Many employers of domestic servants routinely paid less than minimum wage, failed to register their employees with the Guatemalan Institute of Social Security, and demanded 16-hour days for six or more days a week for live-in staff.

Occupational Safety and Health: The government set occupational safety and health (OSH) standards that were inadequate and outdated. According to the most recent reports, which were from 2018, the Ministry of Labor reported that occupational accidents were a frequent occurrence in Guatemala City, particularly in the construction and food distribution sectors. In June five workers from a municipal water company were swept away by rainwater while cleaning an absorption well in Guatemala City. Two of the workers died.

The law does not provide for the right of workers to remove themselves from situations that endanger health or safety.

Wage, Hour, and OSH Enforcement: The government did not effectively enforce wage, hour, and OSH laws. Effective enforcement of overtime abuse by employers was undermined by inadequate fines and the reluctance of labor courts to use compulsory measures such as increased fines and referrals to the criminal courts. Penalties for wage, hour, and OSH violations were less than those for analogous crimes such as negligence. Penalties were rarely applied against violators.

Inspectors previously lacked vehicles or fuel to carry out inspections, but the Ministry of Labor obtained additional new vehicles in 2021.

Inspectors have the right to make unannounced inspections. In some cases, inspectors failed to take effective action to gain access to worksites when employers refused to permit access. Inspectors were encouraged to seek police assistance as required. Inspectors have the right to initiate sanctions; any fines collected go to the ministry.

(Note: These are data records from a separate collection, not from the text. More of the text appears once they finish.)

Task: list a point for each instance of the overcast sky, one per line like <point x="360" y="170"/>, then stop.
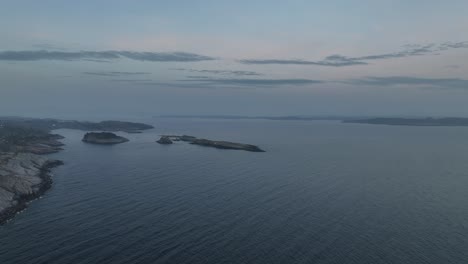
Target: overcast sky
<point x="367" y="57"/>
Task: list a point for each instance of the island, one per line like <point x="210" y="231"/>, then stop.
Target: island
<point x="103" y="138"/>
<point x="429" y="121"/>
<point x="211" y="143"/>
<point x="24" y="168"/>
<point x="164" y="140"/>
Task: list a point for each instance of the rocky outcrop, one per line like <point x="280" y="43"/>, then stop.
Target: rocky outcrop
<point x="226" y="145"/>
<point x="23" y="177"/>
<point x="214" y="143"/>
<point x="164" y="140"/>
<point x="103" y="138"/>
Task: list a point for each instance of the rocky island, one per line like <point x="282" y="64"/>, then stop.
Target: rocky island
<point x="24" y="171"/>
<point x="103" y="138"/>
<point x="164" y="140"/>
<point x="211" y="143"/>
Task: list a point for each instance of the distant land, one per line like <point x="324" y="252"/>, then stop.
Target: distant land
<point x="292" y="118"/>
<point x="428" y="121"/>
<point x="397" y="121"/>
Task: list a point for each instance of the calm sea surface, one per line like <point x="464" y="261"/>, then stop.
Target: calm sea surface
<point x="324" y="192"/>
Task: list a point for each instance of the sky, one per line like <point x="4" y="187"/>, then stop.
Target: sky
<point x="256" y="57"/>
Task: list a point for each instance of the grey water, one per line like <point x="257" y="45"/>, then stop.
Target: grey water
<point x="324" y="192"/>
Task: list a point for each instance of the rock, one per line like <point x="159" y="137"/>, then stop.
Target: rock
<point x="23" y="177"/>
<point x="212" y="143"/>
<point x="164" y="140"/>
<point x="226" y="145"/>
<point x="104" y="138"/>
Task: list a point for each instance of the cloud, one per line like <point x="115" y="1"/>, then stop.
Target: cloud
<point x="449" y="83"/>
<point x="209" y="83"/>
<point x="35" y="55"/>
<point x="342" y="61"/>
<point x="254" y="82"/>
<point x="327" y="62"/>
<point x="115" y="73"/>
<point x="222" y="72"/>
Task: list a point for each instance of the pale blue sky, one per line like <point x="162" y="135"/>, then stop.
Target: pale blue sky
<point x="234" y="57"/>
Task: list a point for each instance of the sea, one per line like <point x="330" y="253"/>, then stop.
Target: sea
<point x="323" y="192"/>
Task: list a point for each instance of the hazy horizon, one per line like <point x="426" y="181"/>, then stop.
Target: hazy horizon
<point x="267" y="58"/>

Approximately 43 percent of the labor inspectorate’s inspections carried out from January to August were complaint-driven. Inspections were generally not comprehensive, and if complaint-driven, focused on investigating the alleged violation rather than attempting to maximize limited resources to determine compliance beyond the individual complaint.

Many inspectors performed reviews on paper or administrative duties rather than doing on-site inspections. Although the labor inspectorate hired seven additional inspectors in 2021, the number of inspectors was insufficient to successfully enforce labor law. The ministry had 159 labor inspectors and 22 departmental delegates in August.

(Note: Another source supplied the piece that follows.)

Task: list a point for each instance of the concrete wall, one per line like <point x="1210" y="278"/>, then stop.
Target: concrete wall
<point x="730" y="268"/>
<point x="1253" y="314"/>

The ministry had in-person service windows in Guatemala City to receive labor complaints. During the pandemic, the ministry had closed its offices to the public, and workers were unable to present complaints in person, but in-person service resumed during the year. The ministry also opened a call center.

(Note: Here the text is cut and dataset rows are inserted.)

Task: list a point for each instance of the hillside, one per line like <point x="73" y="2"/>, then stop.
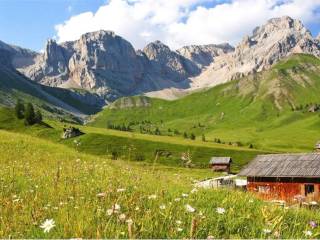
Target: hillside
<point x="131" y="147"/>
<point x="87" y="196"/>
<point x="55" y="102"/>
<point x="269" y="109"/>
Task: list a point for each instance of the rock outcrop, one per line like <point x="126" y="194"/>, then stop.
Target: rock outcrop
<point x="278" y="38"/>
<point x="204" y="55"/>
<point x="108" y="65"/>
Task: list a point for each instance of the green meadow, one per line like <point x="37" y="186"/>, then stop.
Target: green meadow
<point x="268" y="110"/>
<point x="88" y="196"/>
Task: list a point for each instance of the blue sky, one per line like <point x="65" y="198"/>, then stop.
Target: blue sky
<point x="29" y="23"/>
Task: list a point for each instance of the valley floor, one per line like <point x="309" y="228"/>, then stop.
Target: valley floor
<point x="89" y="196"/>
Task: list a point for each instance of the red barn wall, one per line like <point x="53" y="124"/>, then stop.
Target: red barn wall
<point x="282" y="190"/>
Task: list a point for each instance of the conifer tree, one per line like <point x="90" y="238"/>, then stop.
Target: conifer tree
<point x="29" y="116"/>
<point x="19" y="109"/>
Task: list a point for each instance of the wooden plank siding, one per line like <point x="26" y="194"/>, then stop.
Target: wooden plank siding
<point x="283" y="189"/>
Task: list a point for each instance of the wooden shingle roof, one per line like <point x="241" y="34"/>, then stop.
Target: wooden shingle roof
<point x="220" y="160"/>
<point x="284" y="165"/>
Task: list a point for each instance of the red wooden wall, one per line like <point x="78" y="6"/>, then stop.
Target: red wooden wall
<point x="282" y="190"/>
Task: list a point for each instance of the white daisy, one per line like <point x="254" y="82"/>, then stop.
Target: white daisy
<point x="122" y="217"/>
<point x="47" y="225"/>
<point x="162" y="207"/>
<point x="308" y="233"/>
<point x="153" y="196"/>
<point x="266" y="231"/>
<point x="220" y="210"/>
<point x="129" y="221"/>
<point x="110" y="212"/>
<point x="190" y="208"/>
<point x="184" y="195"/>
<point x="178" y="222"/>
<point x="194" y="190"/>
<point x="101" y="195"/>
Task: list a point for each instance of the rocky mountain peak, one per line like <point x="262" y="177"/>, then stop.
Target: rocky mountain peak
<point x="109" y="65"/>
<point x="203" y="55"/>
<point x="156" y="49"/>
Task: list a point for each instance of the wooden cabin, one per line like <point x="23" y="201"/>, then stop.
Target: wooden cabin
<point x="286" y="177"/>
<point x="317" y="147"/>
<point x="220" y="164"/>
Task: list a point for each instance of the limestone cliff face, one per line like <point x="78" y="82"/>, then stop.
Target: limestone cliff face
<point x="204" y="55"/>
<point x="108" y="64"/>
<point x="16" y="57"/>
<point x="278" y="38"/>
<point x="169" y="64"/>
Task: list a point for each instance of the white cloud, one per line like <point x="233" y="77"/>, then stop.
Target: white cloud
<point x="184" y="22"/>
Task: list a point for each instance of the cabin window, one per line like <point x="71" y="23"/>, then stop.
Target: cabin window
<point x="263" y="189"/>
<point x="308" y="189"/>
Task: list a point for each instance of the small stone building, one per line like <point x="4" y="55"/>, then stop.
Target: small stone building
<point x="71" y="132"/>
<point x="284" y="176"/>
<point x="220" y="164"/>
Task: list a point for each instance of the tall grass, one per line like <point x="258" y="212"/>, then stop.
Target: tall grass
<point x="93" y="197"/>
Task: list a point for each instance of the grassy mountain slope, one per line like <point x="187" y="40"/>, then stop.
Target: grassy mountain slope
<point x="131" y="147"/>
<point x="53" y="101"/>
<point x="42" y="180"/>
<point x="267" y="109"/>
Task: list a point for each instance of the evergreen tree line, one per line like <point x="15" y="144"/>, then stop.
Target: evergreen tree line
<point x="122" y="127"/>
<point x="28" y="113"/>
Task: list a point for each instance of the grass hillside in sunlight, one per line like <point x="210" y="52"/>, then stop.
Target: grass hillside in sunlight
<point x="268" y="110"/>
<point x="85" y="196"/>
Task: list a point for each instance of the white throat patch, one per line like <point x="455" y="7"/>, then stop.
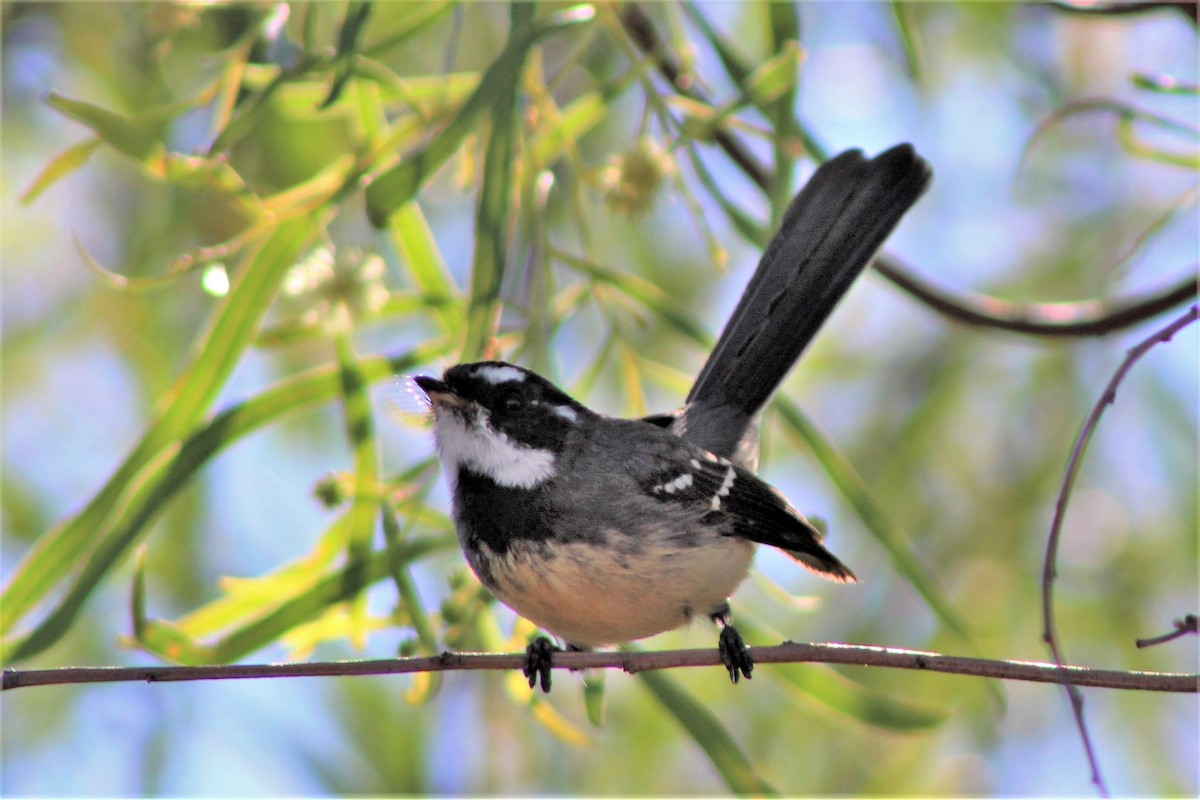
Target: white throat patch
<point x="490" y="452"/>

Due to inefficient and lengthy court proceedings, the resolution of labor court cases was often delayed, in many instances for several years. Employers failing to provide a safe workplace were rarely punished, and a law requiring companies with more than 50 employees to provide onsite medical facilities for their workers was not enforced.

Informal Sector: According to National Statistics Institute data, 70.8 percent of the workforce worked in the informal sector and were thus outside the basic protections afforded by labor law. Women comprised most of the informal sector, with some reports noting women comprised 88 percent of the informal sector in rural areas. Types of informal work included street and market vendors, recyclers and trash pickers, day laborers, and short-term (20 to 30 days) agricultural workers usually hired through recruiters and without a labor contract or direct-hire relationship with the employer.

Informal economy workers were not subject to wage, hour, OSH, or inspection laws. They were not enrolled in Social Security and had no way to accumulate credits for health care or pension.